The main considerations when designing this formula are: 1) And the center point of the interactive frame is on the connecting line of the center points of the person and the object. 2) When the object is far smaller than the human body, the interactive frame covers the object completely and covers the human body partially. 3) When the object is much larger than the person, the opposite is true. In light of the above considerations, the formula for these factors is designed as follows:

x _a ＝Ratio _L *x _o +(1-Ratio _L )*x _h

y _a ＝Ratio _L *y _o +(1-Ratio _L )*y _h

w _a ＝Ratio _s *min(w _h ，w _o )+(1-Ratio _s )*max(w _h ，w _o )

h _a ＝Ratio _s *min(h _h ，h _o )+(1-Ratio _s )*max(h _h ，h _o )

wherein (w) _h ，h _h )、(w _o ，h _o ) The width and height of the human frame and the object frame respectively (x) _h ，y _h )、(x _o ，y _o ) Represents the center points of the human and the object, respectively, (w) _a ，h _a )、(x _a ，y _a ) Information representing the interactive box. Ratio (R) _L Representing a scale factor, ratio, of the coordinates of the center point _S Representing the area scale factor.

and (3) calculating the position of the interactive frame through the formula in the step (3) according to the positions of the people and the objects, giving the corresponding interactive category to the interactive frame, and inputting the interactive frame into an interactive detection branch as a special target.

Adding an interactive frame detection head structure in the yaml configuration file, setting the channel dimension of the extracted feature vector to be (nh + 5) × 3, and setting nh to represent the number of types of interactive actions, namely 117;5=4+1: and 4 represents four parameters required for determining the interactive frame, namely a central point coordinate parameter and a width and height parameter, and 1 represents a confidence level for detecting whether an interactive relationship exists or not. The detection procedure followed the method of YOLOv 5.

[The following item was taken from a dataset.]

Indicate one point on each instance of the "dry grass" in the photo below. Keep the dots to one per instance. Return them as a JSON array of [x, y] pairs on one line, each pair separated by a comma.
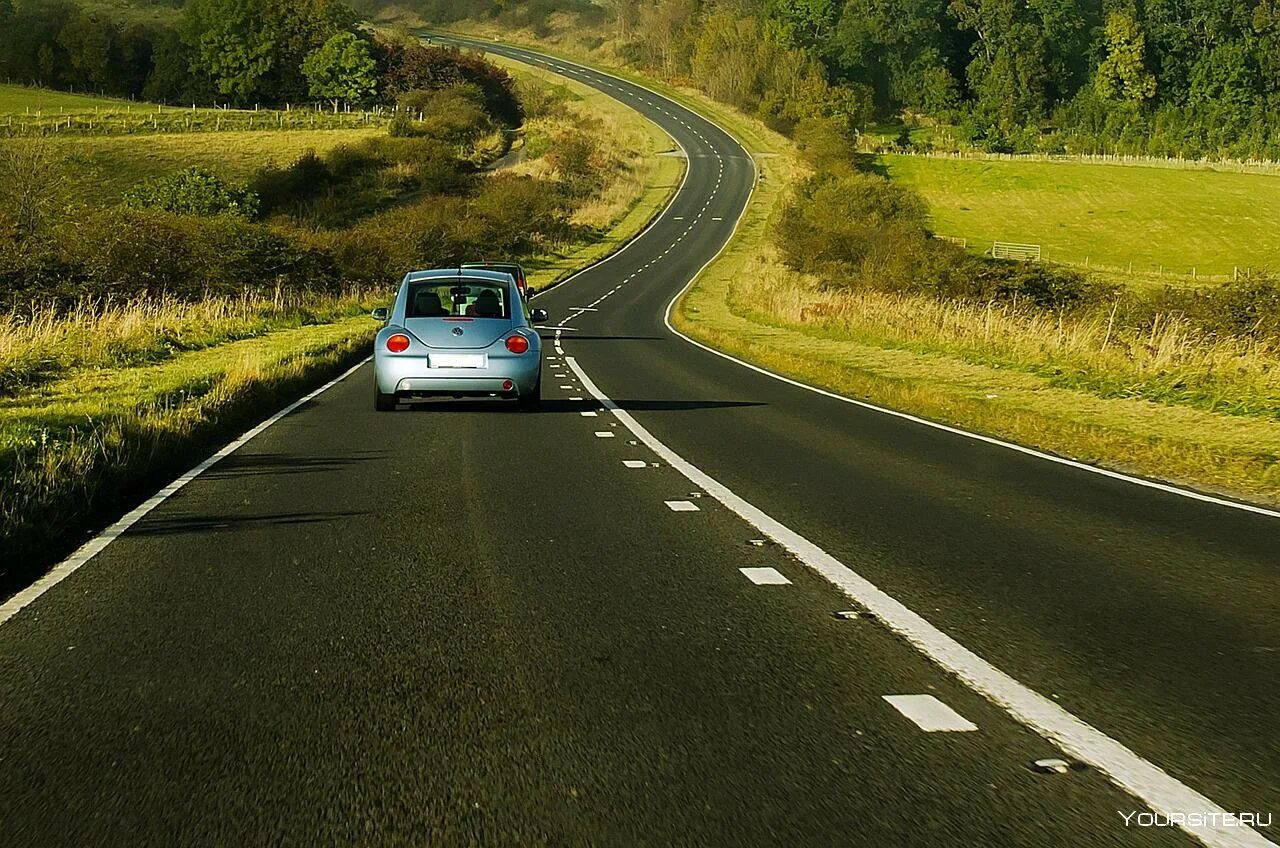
[[639, 181], [37, 347], [1170, 363], [83, 446]]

In the step 4, the HOI relationship pairing is performed, which comprises the following steps:

pairwise people and objects in the basic target detection result are processed according to the interaction frame generation formula to obtain the interaction frame judge _ bbox to be judged _ai (x _ai ，y _ai ，w _ai ，h _ai ) Wherein i is 1-M, and M is the number of the pairwise combination and pairing of the human and the object. Predicting the interaction Box as Presct _ bbox _aj (x _aj ，y _aj ，w _aj ，h _aj ) Where j belongs to 1-N, N being the number of predicted interaction boxes. Calculating all interaction frames to be judged and predicting interactionIntersection ratio between frames IoU, i.e.:

where area (predict _ bbox) represents a region of the prediction box, and area (judge _ bbox) represents a region of the prediction box. Interactive frame prediction _ bbox for each prediction _aj Selecting the largest interactive frame to be judged, namely judge _ bbox, which is reserved for IoU _ai And considering that the interaction relationship exists between the people and the object of the interaction frame to be judged generated by the formula in the step 2, and endowing the predicted interaction frame with the action type of the interaction frame to obtain an interaction relationship predicted value.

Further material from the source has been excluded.